Neal Grantham

[email protected]

uspops: US Census Bureau population estimates in R

I am sick and tired of data analyses that do not account for population size!

States with larger populations will simply produce a greater number of MacArthur Fellows. A better judge of “Where Creativity Is Born” (whatever that means) would be to find the rate of MacArthur Fellows among each state’s population.

But look, I am sympathetic to the extra work this requires. Now you must track down a dataset on state populations, which is surprisingly hard to find in a convenient form (I’ve tried!).

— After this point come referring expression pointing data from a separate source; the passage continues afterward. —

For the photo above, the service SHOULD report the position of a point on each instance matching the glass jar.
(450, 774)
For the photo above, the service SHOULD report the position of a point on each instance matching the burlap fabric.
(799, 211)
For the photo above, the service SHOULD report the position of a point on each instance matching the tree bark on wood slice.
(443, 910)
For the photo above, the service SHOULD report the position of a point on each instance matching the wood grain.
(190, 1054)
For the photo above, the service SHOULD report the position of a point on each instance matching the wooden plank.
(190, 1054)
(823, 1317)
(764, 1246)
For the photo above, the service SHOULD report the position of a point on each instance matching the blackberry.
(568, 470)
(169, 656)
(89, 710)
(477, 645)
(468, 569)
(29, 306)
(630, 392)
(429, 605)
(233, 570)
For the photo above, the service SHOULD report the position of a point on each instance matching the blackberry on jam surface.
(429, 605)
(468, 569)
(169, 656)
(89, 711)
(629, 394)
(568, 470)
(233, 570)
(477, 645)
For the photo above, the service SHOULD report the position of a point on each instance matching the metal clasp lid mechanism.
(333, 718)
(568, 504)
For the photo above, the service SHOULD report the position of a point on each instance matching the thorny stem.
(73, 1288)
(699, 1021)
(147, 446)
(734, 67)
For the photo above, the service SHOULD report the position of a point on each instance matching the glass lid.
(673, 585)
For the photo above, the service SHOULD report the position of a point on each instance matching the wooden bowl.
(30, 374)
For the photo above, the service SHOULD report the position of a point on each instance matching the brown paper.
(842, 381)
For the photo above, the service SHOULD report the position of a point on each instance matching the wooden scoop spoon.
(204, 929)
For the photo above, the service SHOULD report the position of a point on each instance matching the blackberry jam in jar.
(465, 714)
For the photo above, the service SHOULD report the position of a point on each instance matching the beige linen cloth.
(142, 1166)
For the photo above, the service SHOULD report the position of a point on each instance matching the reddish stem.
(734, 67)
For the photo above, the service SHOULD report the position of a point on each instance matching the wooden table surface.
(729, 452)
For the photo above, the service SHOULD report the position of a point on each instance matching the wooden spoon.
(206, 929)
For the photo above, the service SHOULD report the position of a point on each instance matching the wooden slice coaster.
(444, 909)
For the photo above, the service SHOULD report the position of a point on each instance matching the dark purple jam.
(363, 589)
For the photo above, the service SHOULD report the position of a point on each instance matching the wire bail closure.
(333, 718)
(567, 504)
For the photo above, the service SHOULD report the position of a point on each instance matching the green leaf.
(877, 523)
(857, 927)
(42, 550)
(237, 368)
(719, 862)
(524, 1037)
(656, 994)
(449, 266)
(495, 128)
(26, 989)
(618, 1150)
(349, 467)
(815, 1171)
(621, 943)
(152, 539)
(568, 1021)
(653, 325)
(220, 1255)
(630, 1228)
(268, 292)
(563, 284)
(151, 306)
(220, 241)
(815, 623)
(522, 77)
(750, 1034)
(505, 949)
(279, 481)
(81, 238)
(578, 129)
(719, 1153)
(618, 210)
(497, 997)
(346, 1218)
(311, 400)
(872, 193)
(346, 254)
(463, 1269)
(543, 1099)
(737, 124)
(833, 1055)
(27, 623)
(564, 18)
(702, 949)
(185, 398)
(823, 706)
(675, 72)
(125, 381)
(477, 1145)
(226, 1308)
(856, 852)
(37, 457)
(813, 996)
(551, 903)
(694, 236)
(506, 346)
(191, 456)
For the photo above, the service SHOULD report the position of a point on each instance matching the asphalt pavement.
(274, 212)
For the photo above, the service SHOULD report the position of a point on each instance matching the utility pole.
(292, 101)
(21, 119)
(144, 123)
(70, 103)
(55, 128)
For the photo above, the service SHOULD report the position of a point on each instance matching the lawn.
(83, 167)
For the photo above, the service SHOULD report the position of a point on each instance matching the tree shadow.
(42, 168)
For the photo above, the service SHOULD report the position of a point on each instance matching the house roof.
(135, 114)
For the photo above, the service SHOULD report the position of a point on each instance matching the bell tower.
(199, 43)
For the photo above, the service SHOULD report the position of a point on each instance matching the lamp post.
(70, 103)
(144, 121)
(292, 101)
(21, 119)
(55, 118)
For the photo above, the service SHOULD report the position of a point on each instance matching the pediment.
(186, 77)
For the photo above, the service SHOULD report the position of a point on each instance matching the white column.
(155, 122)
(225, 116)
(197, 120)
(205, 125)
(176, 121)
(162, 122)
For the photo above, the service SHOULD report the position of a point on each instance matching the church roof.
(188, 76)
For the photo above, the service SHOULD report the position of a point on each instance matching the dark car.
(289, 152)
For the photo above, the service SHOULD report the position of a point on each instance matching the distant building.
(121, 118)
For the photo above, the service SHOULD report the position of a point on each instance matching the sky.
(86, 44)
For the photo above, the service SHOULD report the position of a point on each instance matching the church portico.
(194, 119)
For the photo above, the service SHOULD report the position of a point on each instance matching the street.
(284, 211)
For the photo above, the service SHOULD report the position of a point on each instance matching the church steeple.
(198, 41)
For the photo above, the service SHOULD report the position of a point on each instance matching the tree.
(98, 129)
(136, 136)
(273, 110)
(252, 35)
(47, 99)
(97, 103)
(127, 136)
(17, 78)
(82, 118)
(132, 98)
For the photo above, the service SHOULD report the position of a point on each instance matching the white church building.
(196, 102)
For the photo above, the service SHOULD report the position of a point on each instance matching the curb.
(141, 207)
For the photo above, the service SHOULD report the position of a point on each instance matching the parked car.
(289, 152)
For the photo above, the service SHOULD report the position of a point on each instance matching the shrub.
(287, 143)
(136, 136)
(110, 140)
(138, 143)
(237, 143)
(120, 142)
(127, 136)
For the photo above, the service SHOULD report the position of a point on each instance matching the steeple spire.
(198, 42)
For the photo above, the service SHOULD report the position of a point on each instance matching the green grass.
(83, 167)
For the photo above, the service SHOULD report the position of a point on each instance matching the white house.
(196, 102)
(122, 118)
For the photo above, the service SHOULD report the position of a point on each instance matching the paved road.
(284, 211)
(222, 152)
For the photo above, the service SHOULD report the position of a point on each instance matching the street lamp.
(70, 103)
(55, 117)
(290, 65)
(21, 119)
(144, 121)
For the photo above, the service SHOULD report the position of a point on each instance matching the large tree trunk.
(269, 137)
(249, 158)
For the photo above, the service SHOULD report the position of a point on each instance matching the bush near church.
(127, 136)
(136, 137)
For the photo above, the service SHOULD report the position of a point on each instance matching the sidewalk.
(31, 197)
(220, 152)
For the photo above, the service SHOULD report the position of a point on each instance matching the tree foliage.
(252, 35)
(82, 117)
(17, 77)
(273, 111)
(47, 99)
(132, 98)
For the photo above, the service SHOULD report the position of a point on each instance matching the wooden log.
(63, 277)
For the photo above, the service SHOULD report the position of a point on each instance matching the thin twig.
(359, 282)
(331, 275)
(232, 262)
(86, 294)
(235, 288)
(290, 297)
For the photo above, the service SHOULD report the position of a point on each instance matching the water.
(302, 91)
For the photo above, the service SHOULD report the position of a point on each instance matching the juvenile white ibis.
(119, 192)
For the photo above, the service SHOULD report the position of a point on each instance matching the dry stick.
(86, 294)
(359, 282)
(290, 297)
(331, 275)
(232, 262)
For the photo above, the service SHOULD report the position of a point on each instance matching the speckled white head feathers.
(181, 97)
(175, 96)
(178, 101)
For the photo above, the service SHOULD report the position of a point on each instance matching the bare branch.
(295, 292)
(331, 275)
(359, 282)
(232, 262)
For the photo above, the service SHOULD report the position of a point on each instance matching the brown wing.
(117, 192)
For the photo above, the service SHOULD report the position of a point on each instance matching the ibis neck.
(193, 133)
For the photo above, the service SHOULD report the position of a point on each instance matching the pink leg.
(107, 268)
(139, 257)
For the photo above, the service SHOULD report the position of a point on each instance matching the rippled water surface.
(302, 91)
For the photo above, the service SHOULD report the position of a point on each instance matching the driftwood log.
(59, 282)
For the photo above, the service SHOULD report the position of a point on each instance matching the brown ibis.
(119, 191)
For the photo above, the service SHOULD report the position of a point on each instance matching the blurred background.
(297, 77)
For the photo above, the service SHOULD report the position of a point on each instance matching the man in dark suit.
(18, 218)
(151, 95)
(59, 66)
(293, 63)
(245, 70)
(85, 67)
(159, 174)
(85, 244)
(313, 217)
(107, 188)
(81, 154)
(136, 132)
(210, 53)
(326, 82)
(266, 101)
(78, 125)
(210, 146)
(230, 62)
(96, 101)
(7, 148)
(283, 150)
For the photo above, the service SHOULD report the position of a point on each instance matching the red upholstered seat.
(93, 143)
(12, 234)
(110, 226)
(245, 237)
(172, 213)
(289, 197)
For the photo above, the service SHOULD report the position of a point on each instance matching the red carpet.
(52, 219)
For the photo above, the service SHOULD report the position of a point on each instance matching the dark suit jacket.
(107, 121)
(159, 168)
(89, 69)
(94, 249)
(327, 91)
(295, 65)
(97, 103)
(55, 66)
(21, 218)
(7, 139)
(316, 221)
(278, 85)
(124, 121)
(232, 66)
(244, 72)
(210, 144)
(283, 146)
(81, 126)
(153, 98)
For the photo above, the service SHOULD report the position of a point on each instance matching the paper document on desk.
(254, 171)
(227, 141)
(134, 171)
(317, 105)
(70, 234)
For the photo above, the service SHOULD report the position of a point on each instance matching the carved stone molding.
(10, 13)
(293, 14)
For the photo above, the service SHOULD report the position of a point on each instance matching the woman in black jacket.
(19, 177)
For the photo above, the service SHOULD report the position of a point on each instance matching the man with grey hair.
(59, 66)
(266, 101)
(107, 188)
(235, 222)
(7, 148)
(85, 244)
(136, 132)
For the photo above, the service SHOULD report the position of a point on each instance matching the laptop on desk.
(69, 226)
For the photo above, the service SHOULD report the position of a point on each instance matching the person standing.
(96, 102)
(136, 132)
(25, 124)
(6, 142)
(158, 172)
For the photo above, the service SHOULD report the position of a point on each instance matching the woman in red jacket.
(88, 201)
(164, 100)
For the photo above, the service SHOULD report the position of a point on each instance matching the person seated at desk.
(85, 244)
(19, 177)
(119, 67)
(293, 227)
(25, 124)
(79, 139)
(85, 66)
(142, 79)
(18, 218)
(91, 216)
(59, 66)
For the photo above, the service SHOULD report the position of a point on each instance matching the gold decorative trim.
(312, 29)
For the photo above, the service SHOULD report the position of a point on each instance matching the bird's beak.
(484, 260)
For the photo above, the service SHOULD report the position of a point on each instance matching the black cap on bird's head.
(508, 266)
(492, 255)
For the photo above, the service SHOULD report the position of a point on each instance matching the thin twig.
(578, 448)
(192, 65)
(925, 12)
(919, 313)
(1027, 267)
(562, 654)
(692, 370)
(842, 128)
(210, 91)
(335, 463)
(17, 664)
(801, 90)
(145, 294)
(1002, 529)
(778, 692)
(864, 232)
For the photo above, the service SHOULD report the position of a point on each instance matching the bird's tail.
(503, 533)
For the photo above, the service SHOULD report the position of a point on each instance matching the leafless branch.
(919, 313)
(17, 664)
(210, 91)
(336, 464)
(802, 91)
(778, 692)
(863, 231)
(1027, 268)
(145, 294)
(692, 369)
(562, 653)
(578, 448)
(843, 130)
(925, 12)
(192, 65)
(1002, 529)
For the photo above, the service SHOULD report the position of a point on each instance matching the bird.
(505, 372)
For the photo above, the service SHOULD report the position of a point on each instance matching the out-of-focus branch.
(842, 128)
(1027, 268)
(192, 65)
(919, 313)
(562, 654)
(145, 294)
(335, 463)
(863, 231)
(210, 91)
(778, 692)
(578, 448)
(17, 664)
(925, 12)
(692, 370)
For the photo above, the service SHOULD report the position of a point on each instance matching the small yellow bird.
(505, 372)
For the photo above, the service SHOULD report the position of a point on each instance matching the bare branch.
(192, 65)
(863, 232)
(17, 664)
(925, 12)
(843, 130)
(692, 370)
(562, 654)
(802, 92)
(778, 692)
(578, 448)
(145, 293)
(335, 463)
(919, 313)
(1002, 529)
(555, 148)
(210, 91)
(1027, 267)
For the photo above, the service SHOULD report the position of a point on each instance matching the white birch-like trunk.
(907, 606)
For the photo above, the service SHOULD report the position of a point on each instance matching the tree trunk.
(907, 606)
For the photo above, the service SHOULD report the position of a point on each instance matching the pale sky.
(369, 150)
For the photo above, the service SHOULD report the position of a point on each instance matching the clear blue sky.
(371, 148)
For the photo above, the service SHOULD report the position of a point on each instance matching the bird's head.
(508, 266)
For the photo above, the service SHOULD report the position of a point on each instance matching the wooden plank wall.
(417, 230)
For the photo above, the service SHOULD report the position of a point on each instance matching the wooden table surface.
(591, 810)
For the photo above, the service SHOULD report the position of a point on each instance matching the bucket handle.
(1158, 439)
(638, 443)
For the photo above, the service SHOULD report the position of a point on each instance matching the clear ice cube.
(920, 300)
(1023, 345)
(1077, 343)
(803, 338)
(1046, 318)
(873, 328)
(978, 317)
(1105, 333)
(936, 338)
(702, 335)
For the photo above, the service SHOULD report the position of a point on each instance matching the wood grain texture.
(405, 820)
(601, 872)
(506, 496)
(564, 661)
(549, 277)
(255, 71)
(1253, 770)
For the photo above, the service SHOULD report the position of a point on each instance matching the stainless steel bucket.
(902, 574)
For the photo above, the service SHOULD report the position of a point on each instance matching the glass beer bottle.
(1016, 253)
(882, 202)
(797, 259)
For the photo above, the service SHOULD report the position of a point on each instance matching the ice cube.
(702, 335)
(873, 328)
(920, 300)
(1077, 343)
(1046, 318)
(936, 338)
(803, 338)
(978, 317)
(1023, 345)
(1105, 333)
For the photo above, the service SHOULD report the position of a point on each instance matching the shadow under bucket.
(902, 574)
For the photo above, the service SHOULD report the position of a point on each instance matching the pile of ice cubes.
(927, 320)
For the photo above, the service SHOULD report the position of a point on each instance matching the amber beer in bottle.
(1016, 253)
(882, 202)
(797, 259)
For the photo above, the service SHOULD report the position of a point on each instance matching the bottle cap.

Introducing uspops, an R package that contains two datasets provided by the US Census Bureau:

  • us_pops: For each year from 1900 to 2018, the estimated population of the United States on July 1st. Two exceptions are 1970 and 1980 where the estimates are made for April 1st.

  • state_pops: For each year from 1900 to 2018, the estimated population of all 50 states (Alaska and Hawaii since 1950), District of Columbia, and Puerto Rico (since 2010) on July 1st. Two exceptions are 1970 and 1980 where the estimates are made for April 1st.

Read more at github.com/nsgrantham/uspops.

Let’s see what state populations look like over time.

library(tidyverse)
library(gghighlight)
library(ggdark)
library(uspops)

high_pop_states <- state_pops %>%
  filter(year == 2018) %>%
  arrange(desc(pop)) %>%
  slice(1:10) %>%
  pull(state)

label_params <- list(
  family = "Fira Sans Condensed Light",
  fill = "grey10", 
  direction = "y",
  hjust = -2,
  size = 4,
  segment.size = 0.3
)

ggplot(state_pops, aes(year, pop, color = state)) +
  geom_line(size = 0.5) +
  gghighlight(
    state %in% high_pop_states,
    use_group_by = FALSE, 
    label_key = state,
    label_params = label_params
  ) +
  geom_vline(xintercept = 2018, size = 0.3) +
  scale_y_continuous(
    breaks = 1e6 * seq(0, 40, by = 5), 
    labels = c("0", paste0(seq(5, 40, by = 5), "M"))
  )  +
  scale_x_continuous(
    breaks = c(seq(1900, 2010, by = 10), 2018), 
    labels = c("1900", paste0("'", seq(10, 90, by = 10)), "2000", "'10", "'18"),
    limits = c(1900, 2035)
  ) +
  labs(
    title = "California is the most populous state at nearly 40 million people in 2018",
    subtitle = "This is more than double the population of New York, which California overtook in 1963",
    y = "Population estimate",
    x = NULL,
    caption = "Source: US Census Bureau | Graphic: @nsgrantham"
  ) +
  dark_theme_minimal(
    base_family = "Fira Sans Condensed Light", 
    base_size = 14
  ) +
  theme(
    panel.grid.major = element_line(size = 0.5, color = "grey20"),
    panel.grid.minor = element_blank(),
    plot.title = element_text(family = "Fira Sans Condensed", face = "bold"),
    plot.background = element_rect(fill = "grey10", color = "grey10"),
    plot.margin = unit(c(1, 1, 1, 1), "lines")
  )

California is the most populous state followed by Texas, Florida, and New York

I am not motivated to recreate the Upshot’s visualization with MacArthur Fellows relative to state populations. Judging by this state population plot, however, it appears New York will surely remain on top of, um, birthing creativity, and California will not hold on to 2nd place.